The Zadroga Act also helps fund the efforts of advocates such as Flynn and Feal, who work to let potentially eligible people know what conditions are covered and what help is available.

Through his foundation, Feal travels the country to educate the thousands of first responders who flocked to Ground Zero from across the nation. Flynn and her cohorts hit the streets of Lower Manhattan and go to community meetings with informational pamphlets — and if they find someone who may be eligible, they help them sign up for an examination at one of the three certified 9/11 clinics in the city.

Flynn said, and noted that folks from 9/11 Environmental Action will be posted outside local Catholic churches this upcoming Ash Wednesday.

“We’ve found that’s a really good way to encounter area workers who don’t live in the area but commute here, because Ash Wednesday is a religious day of holy obligation, so they’ll come to the church near where they work,” she said.
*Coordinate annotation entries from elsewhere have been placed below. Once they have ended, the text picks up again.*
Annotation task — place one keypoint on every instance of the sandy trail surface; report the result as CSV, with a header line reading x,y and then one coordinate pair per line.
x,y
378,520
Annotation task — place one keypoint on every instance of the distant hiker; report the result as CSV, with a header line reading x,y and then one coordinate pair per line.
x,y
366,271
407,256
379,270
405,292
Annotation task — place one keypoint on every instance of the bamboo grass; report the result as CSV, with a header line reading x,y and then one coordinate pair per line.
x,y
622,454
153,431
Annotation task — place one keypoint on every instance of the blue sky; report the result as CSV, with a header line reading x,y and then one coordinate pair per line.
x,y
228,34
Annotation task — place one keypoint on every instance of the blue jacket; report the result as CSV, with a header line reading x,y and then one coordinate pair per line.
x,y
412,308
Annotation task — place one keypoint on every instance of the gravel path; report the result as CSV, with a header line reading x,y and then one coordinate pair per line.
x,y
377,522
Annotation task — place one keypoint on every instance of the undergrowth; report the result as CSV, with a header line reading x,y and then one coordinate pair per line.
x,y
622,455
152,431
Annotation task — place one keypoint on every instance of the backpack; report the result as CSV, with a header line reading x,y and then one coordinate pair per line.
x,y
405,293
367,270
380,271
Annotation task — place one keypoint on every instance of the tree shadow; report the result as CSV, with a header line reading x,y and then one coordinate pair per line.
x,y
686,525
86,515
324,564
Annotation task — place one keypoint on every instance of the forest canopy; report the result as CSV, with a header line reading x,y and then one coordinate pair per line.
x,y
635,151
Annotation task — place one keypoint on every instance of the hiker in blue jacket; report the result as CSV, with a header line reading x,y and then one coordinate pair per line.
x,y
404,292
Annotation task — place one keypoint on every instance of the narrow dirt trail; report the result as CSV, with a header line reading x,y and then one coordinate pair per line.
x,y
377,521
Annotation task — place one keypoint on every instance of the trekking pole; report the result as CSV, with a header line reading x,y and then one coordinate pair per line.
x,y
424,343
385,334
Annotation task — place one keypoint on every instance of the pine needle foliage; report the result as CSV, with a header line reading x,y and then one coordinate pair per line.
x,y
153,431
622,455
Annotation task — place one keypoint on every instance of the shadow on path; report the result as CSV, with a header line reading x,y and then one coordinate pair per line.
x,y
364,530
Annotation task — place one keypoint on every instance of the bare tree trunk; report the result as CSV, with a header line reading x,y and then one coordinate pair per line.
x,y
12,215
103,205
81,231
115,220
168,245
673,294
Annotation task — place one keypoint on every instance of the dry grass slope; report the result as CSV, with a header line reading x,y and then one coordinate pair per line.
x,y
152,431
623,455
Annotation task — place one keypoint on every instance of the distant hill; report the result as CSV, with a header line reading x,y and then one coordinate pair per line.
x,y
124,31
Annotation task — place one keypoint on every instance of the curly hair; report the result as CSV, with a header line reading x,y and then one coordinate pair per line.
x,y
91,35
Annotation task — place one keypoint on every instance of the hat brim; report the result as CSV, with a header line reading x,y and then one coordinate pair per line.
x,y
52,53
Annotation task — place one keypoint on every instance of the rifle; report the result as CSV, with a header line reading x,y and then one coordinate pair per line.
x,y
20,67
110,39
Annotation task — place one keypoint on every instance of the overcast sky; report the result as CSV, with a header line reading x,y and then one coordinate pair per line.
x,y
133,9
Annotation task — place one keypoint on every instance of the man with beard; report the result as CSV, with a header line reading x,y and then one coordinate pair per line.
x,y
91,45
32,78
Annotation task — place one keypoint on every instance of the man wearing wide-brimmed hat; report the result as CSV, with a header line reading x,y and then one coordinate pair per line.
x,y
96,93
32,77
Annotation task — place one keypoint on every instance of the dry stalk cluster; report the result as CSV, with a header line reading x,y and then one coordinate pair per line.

So, as folks leave church with their holy ash markers on their foreheads — a symbol of repentance that saves the soul — Flynn will be handing out information about treatment for the harm that 9/11’s unholy ash might have done to their bodies.

“What I want people to know is that there’s something out there for people who are suffering from both physical and mental ailments, there are many unresolved health impacts people are suffering from needlessly, and people can benefit from the program,” she said.